Potomac woman runs lily-themed luncheon for breast cancer research.

Barbara Ekey is not an professional auctioneer, but bouncing around a banquet room in Bethesda driving up the bids on an arrangement of lilies, she puts some of the pros to shame.

A former photo-journalist, Ekey became an author, inventor, motivational speaker, non-profit manager and auctioneer after she was diagnosed with breast cancer in 1997.

Her book “Lilies for a Breast Cancer Free Life” uses the resilient flower as symbol of strength, interlacing humor, stress-relief techniques, and medical advice. Ekey donates proceeds from the book’s sales—and from sales of her patented medical devices—to breast cancer research.

Still, she said, “I wasn’t giving enough.

“So I thought, ‘I’ll combine everything I know and am—my writing, my motivational speaking and also the fact that my husband has been in the floral industry, his family, for 90 years.’”

The result was the Grow for Life Foundation—her research and education non-profit—and a one-of-a-kind event, the Lilyfest.

Lilyfests draw together cancer survivors, researchers, and educators along with florists and floral enthusiasts. Attendees eat a catered lunch then bid on floral arrangements by the country’s top designers. The ticket receipts and auction proceeds go to Grow for Life.

ON THE HEELS of successful events in Minneapolis, Chicago, San Francisco, and Ft. Myers, Fla., Ekey set her sights on holding a Lilyfest in the Washington area.

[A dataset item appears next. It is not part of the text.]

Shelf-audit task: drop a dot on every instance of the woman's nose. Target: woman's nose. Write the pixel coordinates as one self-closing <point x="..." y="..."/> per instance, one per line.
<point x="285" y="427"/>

She turned to her friend Susan Fritschler, a Potomac resident and member of the Grow for Life board, to organize.

Fritschler is not a particularly ardent flower enthusiast. “My petunias grow but that’s about it,” she said. But she is the friend who stood by Ekey as Ekey endured chemotherapy and radiation treatment.

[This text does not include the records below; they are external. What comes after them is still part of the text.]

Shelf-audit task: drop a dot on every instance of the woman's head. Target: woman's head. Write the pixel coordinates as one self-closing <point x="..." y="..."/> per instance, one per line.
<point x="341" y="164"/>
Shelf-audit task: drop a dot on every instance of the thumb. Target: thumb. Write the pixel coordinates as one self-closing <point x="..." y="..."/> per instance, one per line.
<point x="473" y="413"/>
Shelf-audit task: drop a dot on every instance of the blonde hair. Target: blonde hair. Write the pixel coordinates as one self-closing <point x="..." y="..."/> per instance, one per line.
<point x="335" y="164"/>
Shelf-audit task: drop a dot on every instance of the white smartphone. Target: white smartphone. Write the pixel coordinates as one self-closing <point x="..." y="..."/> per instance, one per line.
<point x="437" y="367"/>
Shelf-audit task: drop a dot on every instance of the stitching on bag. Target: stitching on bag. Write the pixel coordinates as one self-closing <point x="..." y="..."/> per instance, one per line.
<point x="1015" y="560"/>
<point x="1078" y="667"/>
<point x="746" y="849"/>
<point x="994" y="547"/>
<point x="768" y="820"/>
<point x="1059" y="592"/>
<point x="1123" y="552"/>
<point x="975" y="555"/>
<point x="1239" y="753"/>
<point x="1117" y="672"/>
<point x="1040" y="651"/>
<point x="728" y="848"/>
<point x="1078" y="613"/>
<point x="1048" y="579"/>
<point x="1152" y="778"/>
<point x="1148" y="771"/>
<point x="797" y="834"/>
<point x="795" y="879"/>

“Instead of focusing on the negative, we played tennis, sampled the fare at fine restaurants and filled our lives with laughter,” Ekey said.

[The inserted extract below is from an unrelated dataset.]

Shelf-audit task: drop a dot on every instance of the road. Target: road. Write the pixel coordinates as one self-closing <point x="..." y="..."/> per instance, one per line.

During a 12-month period, Fritschler saw four friends and colleagues diagnosed with the disease, which affects one in eight women during their lifetimes.

Fritschler spent six months planning the Washington Lilyfest, which was held March 1 at the Hyatt Regency Bethesda.

Scott Edwards, a winner of national floral design awards, provided the arrangements and surgeon Pamela Wright of Suburban Hospital spoke at the event.

“The message I came away with was you don’t need to be so afraid of this anymore. You can detect it early. There are less invasive treatments. There are better medications,” Fritschler said of Wright. “What I really liked about her is she’s very matter-of-fact about all of this.”

Fritschler very matter-of-fact herself. Every penny raised at the event will be spent locally, divided about equally between research and education grants.

“It’s not mega-bucks,” she said, “but it’s a start.”